Rolls-Royce and Norwegian ship owner Island Offshore have announced today a rather unique new vessel design they’ve been quietly working on, the UT 777.
Designed for top hole drilling, subsea inspection, maintenance and repair (IMR), and well intervention work, this vessel will also be ice-classed and particularly suited for working in really nasty weather.
In a phone call with Håvard Ulstein, CEO of Island Offshore, he notes the 169 x 28 meter vessel will be capable of working everywhere. It features a partially covered main deck and fully covered moonpool and drilling/intervention tower in order to protect workers from the elements.
In addition to the design and engineering package, Rolls-Royce will also supply the major systems, comprising the propulsion system with six generator sets and seven electrically run thrusters, control and automation systems, mooring and anchoring deck machinery and electric systems.

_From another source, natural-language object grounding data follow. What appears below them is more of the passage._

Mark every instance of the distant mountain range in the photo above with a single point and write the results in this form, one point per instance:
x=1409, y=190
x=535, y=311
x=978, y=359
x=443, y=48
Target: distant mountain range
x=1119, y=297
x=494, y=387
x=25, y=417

Rolls-Royce notes the total contract value with Island Offshore is around £25 million.
The two ROVs on board will be deployed through the moonpool in order to protect the vehicles in rough weather.

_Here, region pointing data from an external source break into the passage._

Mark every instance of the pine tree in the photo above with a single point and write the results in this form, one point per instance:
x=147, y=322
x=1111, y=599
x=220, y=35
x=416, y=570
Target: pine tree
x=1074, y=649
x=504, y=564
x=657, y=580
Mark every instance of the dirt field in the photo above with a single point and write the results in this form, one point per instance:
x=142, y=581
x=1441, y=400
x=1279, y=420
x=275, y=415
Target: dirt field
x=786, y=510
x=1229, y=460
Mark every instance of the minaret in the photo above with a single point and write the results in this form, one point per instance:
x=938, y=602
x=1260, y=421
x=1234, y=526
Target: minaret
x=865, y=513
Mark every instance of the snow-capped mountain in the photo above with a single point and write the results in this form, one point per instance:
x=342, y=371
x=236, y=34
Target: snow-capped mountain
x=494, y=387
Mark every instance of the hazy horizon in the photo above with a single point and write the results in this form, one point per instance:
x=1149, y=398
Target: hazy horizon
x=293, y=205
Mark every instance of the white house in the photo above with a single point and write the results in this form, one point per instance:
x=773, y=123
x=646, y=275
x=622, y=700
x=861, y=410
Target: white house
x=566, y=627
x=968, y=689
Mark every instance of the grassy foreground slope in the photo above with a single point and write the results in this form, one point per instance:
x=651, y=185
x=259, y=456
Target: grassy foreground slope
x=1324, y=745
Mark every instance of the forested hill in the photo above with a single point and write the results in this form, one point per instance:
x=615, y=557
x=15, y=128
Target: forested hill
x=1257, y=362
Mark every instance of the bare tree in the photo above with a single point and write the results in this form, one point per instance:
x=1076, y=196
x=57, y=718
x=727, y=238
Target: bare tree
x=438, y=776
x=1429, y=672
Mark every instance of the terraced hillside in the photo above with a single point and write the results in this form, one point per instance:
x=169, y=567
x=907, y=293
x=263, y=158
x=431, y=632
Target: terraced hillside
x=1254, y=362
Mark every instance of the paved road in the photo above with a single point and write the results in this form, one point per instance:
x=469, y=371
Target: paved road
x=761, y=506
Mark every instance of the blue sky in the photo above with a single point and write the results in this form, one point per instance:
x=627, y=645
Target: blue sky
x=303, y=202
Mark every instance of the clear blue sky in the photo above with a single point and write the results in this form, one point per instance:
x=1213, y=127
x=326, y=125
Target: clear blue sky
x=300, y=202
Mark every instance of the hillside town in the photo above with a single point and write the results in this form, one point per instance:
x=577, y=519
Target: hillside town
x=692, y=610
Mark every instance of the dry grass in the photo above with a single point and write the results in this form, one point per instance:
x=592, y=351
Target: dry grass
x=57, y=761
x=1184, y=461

When working on a subsea well deep below the ship, vessel motions, particularly heave motions, can limit the operational window of well intervention vessels such as the UT 777. Ulstein notes that they’ve mitigated this issue by designing a larger ship (169 meters) with an optimized hull form and by locating the moonpool and helipad farther aft, as compared to similar-type vessels.
The vessel is scheduled to be delivered in 2017 from Kawasaki Heavy Industries in Japan.
John Knudsen, Rolls-Royce, President – Offshore said: “This new design is based on many years of operating experience, especially from the vessel Island Wellserver which we designed in 2005. The UT 777 will be unlike anything seen before, and marks the latest chapter in the story of the Rolls-Royce UT Design vessels which have been pioneering oil and gas exploration for the past 40 years.”